Artistic, rhythmic gymnastics require different strengths


Kaylee Baek

Rhythmic gymnast Kaylee Baek is performing her rope routine in the National Junior Olympics competition.

Not only is gymnastics a sport that increases physical strength, grace and flexibility, it also encourages hard work and discipline for aspiring athletes according to the USA Gymnastics guide. With a variety of difficult skills to learn and events to attend, the sport becomes an engaging and exciting activity for young athletes. 

Among the gymnastic types athletes can choose from, rhythmic gymnastics and artistic gymnastics are two of the most commonly known. Rhythmic gymnastics are more for people who like dancing while artistic gymnastics is recommended for strength. 

“Gymnastics includes artistry, power, speed, agility and adaptability all in one sport,” senior and varsity gymnast Alexandra Reaves said. “It has been a creative outlet for me and it is one of my biggest life teachers.” 

One of the more commonly known gymnastic types is artistic gymnastics. There are four events in women’s gymnastics—vault, uneven bars, balance beam and floor exercise. Artistic gymnastics is for both men and women testing agility, balance and strength. This sport is best for strong people who have a sense of rhythm as well as strong techniques in every muscle group. 

For me, this sport doesn’t fit me as well because I am very scared of flips that it took me two years to learn how to do a front walkover.  In addition, although being short helps artistic gymnasts move easier, I can’t imagine trying to make myself shorter so I can continue doing this sport. Nevertheless, other people might like these characteristics of artistic gymnastics. 

“There isn’t really an easiest or hardest event, at least in my opinion they’re all different reasons for being difficult and it’s very subjective,” senior and varsity gymnast Maddie Bullock said. “My best event is the beam, but it’s scary and extremely high risk so I’d say the most fun event for me is the floor.”

Unlike artistic gymnasts that compete on one or all four events, rhythmic gymnasts only perform on the floor which is much softer and wider than the artistic floor. Rhythmic routines are fast-paced, choreographed to music, involving body skills and dance, combined with the soft and gentle handling of small equipment. The choreography must cover the entire floor and contain a balanced flowing combination of jumps, leaps, pivots, balances and flexibility movements in 75 to 90 seconds.

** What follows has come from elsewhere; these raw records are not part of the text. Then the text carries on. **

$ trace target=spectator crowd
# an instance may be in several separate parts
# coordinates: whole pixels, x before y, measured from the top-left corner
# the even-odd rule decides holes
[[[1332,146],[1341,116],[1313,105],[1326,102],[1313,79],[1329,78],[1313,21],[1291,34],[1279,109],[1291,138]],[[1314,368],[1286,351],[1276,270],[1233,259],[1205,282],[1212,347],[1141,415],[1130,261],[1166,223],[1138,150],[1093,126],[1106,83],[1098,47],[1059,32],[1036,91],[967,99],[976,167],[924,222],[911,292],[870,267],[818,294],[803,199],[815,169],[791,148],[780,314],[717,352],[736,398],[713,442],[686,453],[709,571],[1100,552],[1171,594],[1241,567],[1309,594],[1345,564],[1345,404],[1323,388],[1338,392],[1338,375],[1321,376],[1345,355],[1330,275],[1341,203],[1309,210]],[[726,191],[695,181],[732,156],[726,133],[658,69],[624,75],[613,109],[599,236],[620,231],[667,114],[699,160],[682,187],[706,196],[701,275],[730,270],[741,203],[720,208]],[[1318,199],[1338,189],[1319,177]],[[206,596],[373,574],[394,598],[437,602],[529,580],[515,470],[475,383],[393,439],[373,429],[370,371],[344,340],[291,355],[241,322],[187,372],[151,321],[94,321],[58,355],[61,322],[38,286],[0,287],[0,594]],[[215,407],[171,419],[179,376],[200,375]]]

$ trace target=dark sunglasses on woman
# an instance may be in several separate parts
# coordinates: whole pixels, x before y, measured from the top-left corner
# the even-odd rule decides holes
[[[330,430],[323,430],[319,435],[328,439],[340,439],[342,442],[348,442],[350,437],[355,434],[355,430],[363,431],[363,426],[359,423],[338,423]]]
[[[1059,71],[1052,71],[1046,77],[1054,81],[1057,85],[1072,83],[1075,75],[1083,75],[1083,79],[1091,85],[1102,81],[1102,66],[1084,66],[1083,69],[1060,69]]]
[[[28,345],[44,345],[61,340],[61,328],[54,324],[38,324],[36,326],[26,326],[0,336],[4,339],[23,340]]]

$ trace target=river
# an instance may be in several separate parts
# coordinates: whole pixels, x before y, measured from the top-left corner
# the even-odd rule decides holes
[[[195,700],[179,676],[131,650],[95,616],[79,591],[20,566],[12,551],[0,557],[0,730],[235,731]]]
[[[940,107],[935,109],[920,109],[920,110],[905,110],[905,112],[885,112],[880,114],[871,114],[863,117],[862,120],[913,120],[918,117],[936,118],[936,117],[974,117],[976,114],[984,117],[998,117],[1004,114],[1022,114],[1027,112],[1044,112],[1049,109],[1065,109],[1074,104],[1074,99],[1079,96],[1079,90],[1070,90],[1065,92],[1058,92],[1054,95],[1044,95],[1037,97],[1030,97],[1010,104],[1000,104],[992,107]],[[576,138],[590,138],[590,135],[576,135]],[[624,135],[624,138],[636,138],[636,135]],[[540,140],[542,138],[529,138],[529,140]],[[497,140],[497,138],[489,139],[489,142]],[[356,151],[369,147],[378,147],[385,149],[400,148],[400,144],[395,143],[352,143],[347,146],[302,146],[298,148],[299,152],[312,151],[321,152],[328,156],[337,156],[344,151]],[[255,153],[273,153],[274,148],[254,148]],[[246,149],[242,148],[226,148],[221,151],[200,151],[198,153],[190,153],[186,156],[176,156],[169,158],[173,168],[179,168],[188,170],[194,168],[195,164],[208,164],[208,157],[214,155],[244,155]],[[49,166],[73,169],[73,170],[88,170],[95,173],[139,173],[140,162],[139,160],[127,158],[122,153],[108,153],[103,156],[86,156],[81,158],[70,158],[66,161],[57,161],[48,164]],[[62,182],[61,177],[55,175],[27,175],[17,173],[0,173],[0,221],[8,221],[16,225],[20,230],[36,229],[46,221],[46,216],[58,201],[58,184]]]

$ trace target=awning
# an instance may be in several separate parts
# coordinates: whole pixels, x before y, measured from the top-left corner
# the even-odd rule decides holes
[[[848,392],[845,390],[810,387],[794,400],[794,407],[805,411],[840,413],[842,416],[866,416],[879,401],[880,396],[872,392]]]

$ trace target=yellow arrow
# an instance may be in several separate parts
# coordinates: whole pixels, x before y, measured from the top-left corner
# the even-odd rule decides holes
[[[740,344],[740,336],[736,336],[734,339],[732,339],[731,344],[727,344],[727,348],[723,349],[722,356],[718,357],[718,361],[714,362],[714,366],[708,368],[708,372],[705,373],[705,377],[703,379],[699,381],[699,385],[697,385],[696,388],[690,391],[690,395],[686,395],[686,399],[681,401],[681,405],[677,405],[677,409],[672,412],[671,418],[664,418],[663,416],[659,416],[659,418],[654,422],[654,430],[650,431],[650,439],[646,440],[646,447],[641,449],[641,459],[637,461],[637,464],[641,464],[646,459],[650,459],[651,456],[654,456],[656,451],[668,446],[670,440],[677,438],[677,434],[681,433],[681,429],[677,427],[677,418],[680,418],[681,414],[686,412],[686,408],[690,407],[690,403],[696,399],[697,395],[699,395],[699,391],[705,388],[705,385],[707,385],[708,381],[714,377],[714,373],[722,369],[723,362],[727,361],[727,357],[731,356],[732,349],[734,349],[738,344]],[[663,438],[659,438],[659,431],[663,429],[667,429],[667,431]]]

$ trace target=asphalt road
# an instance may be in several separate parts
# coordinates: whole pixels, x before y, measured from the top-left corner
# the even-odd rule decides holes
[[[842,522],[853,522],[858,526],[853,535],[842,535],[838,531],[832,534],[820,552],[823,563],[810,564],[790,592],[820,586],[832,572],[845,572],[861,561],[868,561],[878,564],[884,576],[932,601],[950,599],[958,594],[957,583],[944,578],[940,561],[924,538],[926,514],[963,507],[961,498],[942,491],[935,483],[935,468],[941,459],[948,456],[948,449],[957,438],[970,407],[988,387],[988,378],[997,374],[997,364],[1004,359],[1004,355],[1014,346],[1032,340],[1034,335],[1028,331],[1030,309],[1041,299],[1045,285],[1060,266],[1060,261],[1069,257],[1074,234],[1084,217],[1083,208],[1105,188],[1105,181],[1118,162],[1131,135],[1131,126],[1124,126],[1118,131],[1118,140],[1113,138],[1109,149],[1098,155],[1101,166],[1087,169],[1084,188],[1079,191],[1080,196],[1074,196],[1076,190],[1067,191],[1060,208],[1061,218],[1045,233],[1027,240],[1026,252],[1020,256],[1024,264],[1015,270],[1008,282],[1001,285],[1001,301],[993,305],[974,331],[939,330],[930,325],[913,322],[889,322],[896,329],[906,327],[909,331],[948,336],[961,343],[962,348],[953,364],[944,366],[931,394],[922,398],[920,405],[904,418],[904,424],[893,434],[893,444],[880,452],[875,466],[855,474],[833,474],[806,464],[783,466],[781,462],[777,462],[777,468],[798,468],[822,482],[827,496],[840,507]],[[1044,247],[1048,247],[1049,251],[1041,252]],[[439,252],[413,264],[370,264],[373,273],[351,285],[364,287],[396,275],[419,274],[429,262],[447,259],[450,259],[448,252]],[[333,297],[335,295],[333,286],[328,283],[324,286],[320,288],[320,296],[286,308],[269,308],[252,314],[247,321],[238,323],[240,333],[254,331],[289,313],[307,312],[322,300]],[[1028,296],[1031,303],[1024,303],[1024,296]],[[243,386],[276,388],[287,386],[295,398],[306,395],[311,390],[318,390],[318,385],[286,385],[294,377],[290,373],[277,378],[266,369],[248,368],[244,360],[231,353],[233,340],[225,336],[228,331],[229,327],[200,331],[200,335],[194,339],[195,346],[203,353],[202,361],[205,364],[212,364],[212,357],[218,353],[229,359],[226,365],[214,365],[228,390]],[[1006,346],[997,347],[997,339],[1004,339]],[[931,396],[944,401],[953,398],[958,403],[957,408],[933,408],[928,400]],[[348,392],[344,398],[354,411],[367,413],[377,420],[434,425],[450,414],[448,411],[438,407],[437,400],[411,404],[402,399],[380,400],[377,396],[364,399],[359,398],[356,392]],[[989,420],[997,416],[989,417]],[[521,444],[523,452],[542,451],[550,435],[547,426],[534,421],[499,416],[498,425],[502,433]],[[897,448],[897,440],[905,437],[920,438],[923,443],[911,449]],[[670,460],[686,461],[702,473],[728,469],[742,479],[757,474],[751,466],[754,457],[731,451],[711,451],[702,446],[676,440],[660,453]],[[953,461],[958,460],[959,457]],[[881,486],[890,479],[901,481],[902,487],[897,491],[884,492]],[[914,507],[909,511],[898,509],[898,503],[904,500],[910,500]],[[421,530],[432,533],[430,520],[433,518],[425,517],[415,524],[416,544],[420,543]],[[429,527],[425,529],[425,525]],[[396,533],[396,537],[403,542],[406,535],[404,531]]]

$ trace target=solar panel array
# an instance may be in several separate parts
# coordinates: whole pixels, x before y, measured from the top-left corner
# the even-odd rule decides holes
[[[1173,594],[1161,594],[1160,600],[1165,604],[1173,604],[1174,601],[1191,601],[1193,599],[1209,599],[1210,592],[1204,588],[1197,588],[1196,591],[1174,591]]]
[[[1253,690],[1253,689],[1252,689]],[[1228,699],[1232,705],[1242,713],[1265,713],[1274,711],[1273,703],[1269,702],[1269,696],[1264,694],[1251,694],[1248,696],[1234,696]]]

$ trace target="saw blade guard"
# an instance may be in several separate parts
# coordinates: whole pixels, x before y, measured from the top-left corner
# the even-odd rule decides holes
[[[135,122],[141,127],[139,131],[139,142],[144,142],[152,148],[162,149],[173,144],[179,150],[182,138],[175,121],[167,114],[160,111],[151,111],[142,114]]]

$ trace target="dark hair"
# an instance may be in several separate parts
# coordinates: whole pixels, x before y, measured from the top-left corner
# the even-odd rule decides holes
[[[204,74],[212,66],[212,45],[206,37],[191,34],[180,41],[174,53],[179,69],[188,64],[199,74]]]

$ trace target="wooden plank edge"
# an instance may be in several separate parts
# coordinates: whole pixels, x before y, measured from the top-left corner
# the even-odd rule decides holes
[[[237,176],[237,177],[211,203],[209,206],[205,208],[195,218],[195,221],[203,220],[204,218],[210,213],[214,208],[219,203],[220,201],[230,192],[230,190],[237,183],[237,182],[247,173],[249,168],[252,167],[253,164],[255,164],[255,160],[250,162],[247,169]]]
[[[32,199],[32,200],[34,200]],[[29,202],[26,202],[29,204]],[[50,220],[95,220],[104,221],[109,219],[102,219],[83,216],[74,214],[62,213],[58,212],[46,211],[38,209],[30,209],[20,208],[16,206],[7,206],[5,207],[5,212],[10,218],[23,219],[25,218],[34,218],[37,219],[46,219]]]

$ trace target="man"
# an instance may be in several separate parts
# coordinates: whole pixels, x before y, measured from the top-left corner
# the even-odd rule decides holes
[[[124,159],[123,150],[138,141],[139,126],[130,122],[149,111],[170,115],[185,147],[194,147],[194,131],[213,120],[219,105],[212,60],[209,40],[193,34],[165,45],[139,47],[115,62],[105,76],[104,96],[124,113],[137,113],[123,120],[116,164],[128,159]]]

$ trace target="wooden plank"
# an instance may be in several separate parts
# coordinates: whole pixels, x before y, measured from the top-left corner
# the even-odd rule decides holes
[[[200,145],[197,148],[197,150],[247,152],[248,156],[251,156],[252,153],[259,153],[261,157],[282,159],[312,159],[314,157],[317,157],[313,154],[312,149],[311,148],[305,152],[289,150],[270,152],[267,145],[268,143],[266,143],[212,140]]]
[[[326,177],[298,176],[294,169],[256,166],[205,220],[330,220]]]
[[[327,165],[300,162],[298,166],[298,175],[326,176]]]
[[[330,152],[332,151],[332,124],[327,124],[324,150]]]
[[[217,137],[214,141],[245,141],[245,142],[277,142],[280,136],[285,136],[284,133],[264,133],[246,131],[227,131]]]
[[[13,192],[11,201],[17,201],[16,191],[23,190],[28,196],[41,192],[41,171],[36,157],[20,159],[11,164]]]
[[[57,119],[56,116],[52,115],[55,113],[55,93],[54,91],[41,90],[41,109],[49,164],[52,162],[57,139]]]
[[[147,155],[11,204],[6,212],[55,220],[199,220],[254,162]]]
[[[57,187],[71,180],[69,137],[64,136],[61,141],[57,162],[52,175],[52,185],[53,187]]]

“To me, gymnastics means being part of a team and doing what you love. Doing gymnastics is what I thoroughly enjoy, which is why to me it means passion.”

— sophomore rhythmic gymnast Brianna Edwards

“In rhythmic, you manipulate apparatuses such as a ball, a hoop, clubs, a ribbon and sometimes a rope while dancing,” sophomore and rhythmic gymnast Brianna Edwards said. “It has elements of ballet in turns such as fouettés. I love this sport because of the flexibility of gymnasts and how gracefully they move with their equipment.”

This form of the sport is better suited for fast people who are more flexible and graceful, as the primary focus is to achieve ballet-like agility. However, it requires a lot of time, hard work and dedication in order to achieve a spot on the National team. One of the characteristics of this sport is the differing music of each piece of equipment that is selected through the personality and the likings of the gymnast. The beautiful leotards, which are the clothing worn in competition, and the different skills and handlings of the equipment. 

“I don’t like how gymnastics requires so much hard work and dedication. The conditioning is very tiring and stretching is painful,” Edwards said. “The practice hours are so long as well! It’s definitely a sport that requires a lot of dedication and you have to love it a lot to put so much time and effort into it.” 

Some benefits of both artistic and rhythmic gymnastics are getting more flexible and strong both physically and mentally. It is important to control the fear and nervousness in competitions, as well as manage time for school and practices because it can sometimes make the gymnasts want to quit and give up. Through this way, gymnasts learn to keep themselves together in order to move on and improve. 

Some determinants are the competition between teammates and parents. Although friends with close relationships, jealousy, competitions, and verbal fightings exist throughout trainings. Even so, gymnastics is an amusing sport with many ups and downs in the process of becoming a better gymnast.

“Starting a competitive and involved sport like artistic gymnastics at a young age has allowed me to learn a lot about time management. With more practices and school work as I got older, I had to learn how to create a schedule that worked for me,” senior and varsity gymnast Macie Vance said. “Gymnastics has also benefited me by allowing me to meet many new people and keep myself involved in a fun sport that also keeps me in shape.”

Overall, both forms of gymnastics are enjoyable sports that keep people physically and mentally fit. Each type has distinctive charms and means something special to each gymnast. 

“To me, gymnastics means being part of a team and doing what you love,” Edwards said. “Doing gymnastics is what I thoroughly enjoy, which is why to me it means passion.”